The press release also notes 13,359 tickets matching three white balls and the Powerball for $7 each, or 11,453 matching three white balls without the Powerball for the same $7 payout. These are the smallest consolation prizes, representing the broadest pool of winners: roughly 25,000 tickets with a $7 return on a $2 investment.

This distribution is by design. Powerball's pay table allocates the lion's share of revenue to the jackpot pool. Secondary prizes are numerous but modest, creating the perception of frequent winning while concentrating prize money at the top. A player seeing a $7 win might feel encouraged to play again; a player seeing an annual loss of $260 (52 weeks × $5 spent, minus occasional small wins) is less likely to play.

The setup for Saturday, May 30

The next Powerball drawing occurs in three days, on Saturday, May 30, 2026. Ticket sales typically tick up heading into a weekend draw, particularly on Friday evening when awareness peaks. The advertised jackpot, which will be announced shortly after the May 27 draw results are finalized, will set expectations for that draw's ticket volume.

If the jackpot grows to $200 million or higher, sales will spike.
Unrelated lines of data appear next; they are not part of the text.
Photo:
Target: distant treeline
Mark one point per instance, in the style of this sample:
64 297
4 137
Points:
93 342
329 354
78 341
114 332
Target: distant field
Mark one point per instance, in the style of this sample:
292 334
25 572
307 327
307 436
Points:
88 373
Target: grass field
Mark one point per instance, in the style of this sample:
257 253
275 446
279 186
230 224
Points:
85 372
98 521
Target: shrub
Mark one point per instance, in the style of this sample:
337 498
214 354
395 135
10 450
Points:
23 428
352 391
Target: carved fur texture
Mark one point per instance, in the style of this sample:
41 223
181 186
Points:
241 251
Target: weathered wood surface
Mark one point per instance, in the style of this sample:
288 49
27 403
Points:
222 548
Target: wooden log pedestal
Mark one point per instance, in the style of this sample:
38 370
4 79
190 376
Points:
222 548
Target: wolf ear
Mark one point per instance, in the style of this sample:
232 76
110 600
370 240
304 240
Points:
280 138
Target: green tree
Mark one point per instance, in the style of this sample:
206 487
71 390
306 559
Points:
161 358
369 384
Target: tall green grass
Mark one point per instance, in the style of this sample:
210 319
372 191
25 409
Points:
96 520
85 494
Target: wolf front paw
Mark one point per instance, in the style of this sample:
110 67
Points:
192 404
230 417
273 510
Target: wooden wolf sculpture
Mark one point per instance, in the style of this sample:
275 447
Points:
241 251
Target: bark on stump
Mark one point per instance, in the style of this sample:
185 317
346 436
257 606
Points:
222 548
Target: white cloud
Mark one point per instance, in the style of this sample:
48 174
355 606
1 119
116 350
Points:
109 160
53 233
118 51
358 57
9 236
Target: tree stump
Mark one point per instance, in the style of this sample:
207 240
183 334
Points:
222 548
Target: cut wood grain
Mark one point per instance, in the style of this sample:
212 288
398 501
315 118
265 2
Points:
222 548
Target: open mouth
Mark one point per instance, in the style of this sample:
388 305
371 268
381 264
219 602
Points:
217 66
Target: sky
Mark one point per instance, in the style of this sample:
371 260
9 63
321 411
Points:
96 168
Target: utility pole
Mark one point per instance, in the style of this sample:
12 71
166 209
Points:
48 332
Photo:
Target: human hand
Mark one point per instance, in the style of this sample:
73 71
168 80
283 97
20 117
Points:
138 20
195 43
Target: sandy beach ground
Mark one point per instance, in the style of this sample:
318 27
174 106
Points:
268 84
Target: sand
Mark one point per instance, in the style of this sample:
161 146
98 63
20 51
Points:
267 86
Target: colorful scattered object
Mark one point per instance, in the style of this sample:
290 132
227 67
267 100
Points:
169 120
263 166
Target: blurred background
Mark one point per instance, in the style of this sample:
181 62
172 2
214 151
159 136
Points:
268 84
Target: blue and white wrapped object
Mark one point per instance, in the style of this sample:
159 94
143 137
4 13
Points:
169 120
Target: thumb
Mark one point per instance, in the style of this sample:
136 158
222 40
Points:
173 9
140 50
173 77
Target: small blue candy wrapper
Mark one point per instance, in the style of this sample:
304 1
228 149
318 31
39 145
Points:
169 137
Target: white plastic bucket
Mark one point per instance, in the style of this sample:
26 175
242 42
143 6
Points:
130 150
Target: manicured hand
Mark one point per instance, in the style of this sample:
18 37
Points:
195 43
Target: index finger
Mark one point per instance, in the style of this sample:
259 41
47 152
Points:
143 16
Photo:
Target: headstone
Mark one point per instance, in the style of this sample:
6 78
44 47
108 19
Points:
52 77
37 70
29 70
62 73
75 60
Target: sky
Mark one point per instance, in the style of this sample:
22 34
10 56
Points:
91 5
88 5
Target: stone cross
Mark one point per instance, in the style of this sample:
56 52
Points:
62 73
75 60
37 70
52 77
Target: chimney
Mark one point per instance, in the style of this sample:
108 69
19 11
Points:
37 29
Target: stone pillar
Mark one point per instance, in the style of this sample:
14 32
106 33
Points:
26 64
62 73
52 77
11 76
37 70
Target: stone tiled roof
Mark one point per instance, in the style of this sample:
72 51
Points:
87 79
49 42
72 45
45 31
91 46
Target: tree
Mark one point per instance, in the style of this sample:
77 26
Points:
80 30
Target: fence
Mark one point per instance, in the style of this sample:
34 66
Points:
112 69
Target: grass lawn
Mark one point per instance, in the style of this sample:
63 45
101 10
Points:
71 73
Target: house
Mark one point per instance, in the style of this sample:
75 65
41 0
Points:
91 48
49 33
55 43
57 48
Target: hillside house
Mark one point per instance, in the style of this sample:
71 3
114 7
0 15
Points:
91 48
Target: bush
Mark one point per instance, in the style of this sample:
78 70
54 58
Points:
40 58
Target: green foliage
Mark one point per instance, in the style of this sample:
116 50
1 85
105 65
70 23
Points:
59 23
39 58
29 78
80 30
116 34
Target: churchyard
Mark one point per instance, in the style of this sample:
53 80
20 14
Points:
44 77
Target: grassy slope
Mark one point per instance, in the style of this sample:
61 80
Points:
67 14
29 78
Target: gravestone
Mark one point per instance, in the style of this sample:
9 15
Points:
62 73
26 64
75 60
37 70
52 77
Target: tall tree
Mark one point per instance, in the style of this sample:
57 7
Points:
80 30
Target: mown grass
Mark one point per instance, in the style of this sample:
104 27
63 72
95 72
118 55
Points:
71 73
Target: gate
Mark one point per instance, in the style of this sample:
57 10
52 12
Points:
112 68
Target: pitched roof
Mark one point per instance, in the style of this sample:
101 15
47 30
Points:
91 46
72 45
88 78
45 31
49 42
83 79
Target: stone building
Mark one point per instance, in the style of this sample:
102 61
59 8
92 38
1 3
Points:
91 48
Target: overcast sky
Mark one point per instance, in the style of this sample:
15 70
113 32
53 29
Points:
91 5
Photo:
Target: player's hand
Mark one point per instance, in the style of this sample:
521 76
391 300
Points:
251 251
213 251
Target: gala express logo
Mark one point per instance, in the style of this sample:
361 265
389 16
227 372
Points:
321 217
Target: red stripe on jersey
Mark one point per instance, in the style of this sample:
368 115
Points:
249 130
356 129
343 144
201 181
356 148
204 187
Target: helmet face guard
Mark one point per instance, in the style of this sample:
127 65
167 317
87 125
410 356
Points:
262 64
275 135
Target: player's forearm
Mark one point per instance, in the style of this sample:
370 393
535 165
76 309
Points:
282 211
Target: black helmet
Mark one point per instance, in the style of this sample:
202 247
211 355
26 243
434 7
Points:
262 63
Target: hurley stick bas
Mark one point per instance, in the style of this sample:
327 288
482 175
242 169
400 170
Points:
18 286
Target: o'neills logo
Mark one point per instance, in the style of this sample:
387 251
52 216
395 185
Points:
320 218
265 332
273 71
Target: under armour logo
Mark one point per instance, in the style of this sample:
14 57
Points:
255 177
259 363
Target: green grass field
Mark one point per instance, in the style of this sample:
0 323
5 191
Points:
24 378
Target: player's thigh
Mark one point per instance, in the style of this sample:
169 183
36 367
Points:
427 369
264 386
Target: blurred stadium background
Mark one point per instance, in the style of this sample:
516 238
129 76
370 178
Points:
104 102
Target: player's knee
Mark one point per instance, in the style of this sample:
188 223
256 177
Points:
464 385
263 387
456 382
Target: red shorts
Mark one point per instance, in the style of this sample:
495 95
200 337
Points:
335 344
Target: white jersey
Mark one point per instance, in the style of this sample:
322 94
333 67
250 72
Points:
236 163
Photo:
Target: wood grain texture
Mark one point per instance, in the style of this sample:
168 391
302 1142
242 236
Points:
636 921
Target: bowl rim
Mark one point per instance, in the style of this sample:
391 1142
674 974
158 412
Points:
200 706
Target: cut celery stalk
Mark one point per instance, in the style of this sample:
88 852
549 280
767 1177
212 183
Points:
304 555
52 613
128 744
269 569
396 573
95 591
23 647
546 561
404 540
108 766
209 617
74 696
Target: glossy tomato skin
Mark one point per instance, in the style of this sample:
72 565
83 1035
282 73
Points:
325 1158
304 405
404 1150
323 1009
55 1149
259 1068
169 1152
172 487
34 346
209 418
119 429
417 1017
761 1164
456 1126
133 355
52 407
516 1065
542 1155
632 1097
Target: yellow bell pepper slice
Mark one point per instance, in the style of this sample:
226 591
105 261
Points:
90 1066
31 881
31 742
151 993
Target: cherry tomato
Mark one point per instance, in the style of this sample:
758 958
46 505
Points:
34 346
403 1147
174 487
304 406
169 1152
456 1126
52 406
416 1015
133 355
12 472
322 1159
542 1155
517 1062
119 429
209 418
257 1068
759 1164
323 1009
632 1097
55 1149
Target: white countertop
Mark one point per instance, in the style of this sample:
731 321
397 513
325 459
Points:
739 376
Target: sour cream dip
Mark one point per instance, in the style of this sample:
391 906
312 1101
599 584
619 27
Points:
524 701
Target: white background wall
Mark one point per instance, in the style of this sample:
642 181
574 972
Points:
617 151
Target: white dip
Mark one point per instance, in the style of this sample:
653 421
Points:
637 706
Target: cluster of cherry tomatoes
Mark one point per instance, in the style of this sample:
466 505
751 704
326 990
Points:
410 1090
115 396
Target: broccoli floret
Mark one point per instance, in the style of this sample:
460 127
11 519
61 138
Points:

If it remains under $180 million, sales will be steady but not exceptional. Either way, the probability of a May 30 winner is identical: 1 in 292,201,338 per ticket sold. The only variable is how many tickets enter the pool.

The May 27 drawing left no jackpot winner and eight secondary-prize winners. For the next draw, those numbers will reset. Saturday will bring a fresh set of white balls, a new Power Play multiplier, and another 292 million-to-one moment waiting for a single ticket to match all six numbers.